その市川右近を中心とする「21世紀歌舞伎」を見てきました。というより、公演のお手伝いをしてきました。


「21世紀歌舞伎」始めてみたのが、一昨年のこと。「白波五人男」「勧進帳」の二本の演目でした。


今回は「連獅子」、と言う具合で、歌舞伎好きから見たら、どれも十八番(おはこ)、ケレンのケの字もないほどの真っ当過ぎるほどの出し物です。


歌舞伎の世界の事などほとんど何も知らない私には、右近がこういう演目?さぞや面白い趣向で・・・と思ったのですが、舞台内容も至極真っ直ぐで、直球力勝負の白熱の舞台でした。


とかく、古典芸能となると世襲があり、血筋のいい役者がもてはやされ、至芸と言われるような壮年老年の役者がどこかに出てこなければ、舞台が小屋が成立しないようなイメージがあります。

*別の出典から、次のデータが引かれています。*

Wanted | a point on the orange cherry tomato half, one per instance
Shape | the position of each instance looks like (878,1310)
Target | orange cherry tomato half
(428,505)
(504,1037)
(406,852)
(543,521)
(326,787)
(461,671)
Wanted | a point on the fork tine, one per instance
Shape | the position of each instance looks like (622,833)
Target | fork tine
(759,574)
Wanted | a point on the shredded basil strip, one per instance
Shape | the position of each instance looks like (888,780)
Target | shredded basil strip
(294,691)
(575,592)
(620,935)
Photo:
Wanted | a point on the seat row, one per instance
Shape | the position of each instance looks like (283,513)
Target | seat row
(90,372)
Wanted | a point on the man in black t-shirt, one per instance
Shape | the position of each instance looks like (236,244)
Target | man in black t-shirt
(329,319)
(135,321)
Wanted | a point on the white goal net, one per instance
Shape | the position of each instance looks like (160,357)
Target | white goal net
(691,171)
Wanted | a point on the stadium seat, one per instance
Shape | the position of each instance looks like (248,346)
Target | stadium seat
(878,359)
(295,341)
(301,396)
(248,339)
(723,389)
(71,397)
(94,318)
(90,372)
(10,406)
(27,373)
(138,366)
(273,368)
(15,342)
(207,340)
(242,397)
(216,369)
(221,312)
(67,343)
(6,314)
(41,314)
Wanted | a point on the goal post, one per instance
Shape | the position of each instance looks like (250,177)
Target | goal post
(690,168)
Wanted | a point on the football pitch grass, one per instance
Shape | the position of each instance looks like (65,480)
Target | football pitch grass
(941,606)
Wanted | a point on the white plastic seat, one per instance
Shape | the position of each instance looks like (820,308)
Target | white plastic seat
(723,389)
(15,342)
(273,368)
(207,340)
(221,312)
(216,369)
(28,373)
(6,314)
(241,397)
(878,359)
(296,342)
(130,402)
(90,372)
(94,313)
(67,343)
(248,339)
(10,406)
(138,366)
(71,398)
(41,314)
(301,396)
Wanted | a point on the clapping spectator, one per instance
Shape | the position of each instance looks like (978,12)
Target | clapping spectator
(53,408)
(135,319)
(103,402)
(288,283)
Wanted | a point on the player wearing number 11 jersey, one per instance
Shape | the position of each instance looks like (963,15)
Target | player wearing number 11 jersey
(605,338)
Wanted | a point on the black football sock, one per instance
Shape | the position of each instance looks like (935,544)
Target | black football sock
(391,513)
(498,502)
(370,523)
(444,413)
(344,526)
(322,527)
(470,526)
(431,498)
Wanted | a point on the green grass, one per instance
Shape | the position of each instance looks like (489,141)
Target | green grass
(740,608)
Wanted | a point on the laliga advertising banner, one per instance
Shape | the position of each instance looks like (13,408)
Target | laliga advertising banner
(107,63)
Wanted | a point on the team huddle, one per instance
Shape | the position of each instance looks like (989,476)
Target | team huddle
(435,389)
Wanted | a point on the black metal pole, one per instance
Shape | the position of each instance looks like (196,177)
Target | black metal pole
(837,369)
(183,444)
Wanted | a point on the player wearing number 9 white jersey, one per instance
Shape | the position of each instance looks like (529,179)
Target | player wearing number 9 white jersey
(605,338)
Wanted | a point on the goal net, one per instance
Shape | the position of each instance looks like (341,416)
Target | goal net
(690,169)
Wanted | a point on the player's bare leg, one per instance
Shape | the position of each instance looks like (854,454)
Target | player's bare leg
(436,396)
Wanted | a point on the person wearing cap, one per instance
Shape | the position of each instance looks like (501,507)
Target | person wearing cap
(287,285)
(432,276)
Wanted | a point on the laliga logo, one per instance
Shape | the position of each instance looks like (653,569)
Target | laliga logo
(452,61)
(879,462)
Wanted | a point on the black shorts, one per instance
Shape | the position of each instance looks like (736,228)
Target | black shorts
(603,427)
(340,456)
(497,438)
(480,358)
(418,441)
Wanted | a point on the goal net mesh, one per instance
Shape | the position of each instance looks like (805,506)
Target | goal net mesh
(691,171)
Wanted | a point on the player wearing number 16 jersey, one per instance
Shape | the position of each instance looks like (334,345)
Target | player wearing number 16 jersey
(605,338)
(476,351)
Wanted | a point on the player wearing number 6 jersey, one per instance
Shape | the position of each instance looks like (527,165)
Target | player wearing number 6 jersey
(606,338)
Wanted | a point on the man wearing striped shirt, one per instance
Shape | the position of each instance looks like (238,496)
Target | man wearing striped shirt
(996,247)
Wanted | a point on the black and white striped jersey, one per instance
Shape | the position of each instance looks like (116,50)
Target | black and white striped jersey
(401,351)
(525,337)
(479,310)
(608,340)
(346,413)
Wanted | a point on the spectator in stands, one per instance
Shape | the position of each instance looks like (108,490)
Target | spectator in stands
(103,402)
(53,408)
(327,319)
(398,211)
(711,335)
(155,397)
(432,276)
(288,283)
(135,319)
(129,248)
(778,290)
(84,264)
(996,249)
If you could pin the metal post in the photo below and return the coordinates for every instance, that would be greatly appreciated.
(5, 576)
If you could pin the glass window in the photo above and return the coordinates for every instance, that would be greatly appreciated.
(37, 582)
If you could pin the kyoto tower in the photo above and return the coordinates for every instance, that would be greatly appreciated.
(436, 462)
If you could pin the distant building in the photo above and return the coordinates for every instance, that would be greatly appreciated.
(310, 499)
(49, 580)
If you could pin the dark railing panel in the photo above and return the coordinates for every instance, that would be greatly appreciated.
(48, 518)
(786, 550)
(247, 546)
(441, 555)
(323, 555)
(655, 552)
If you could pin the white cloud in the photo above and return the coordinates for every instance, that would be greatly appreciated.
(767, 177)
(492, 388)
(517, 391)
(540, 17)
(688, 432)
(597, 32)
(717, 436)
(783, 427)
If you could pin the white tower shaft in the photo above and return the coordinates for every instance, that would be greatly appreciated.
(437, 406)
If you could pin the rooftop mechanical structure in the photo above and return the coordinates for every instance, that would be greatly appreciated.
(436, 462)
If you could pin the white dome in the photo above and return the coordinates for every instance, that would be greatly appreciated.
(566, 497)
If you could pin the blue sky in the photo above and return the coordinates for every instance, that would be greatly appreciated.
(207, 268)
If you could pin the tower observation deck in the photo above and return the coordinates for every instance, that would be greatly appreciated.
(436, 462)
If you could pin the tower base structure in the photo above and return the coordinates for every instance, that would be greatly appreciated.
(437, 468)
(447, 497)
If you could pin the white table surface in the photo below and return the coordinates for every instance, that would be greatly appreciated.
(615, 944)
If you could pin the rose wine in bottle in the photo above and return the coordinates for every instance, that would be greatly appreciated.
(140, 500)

21世紀歌舞伎にはそういう役者が一人もいません。それでいて出し物は、クラシックなら「ベートーベンの五番」と「ブラームスの四番」を一緒にやるような、ジャズなら「A トレイン」で始まって「Cジャムブルース」で終わるような内容です。


しかも、よく顔見世興行などであるいいとこどりの演出ではなくて、始めから最後まで腰を据えて取り組むやり方です。


昨日の連獅子も、例の長い髪をくるくる振り回すまでの一時間近い舞台を、息もつかせないほど迫力のある内容で押し通しました。


若いパワーのある舞台は見ていても気持ちのいい、すがすがしいものです。名人芸も良いけれど、本来舞台と言うのは、こういう押し迫る迫力を感じさせてこそ成立するものなのかもしれません。


世襲には無い、舞台が好き、歌舞伎が好きだけで修練を重ねた役者さん達にこそその世界の未来があるような気がします。


舞台裏での右近さんはじめ、役者さん鳴り物の皆さんも、舞台通りの礼儀正しいすがすがしい方々ばかりでありました。


応援したくなるのは当たり前です。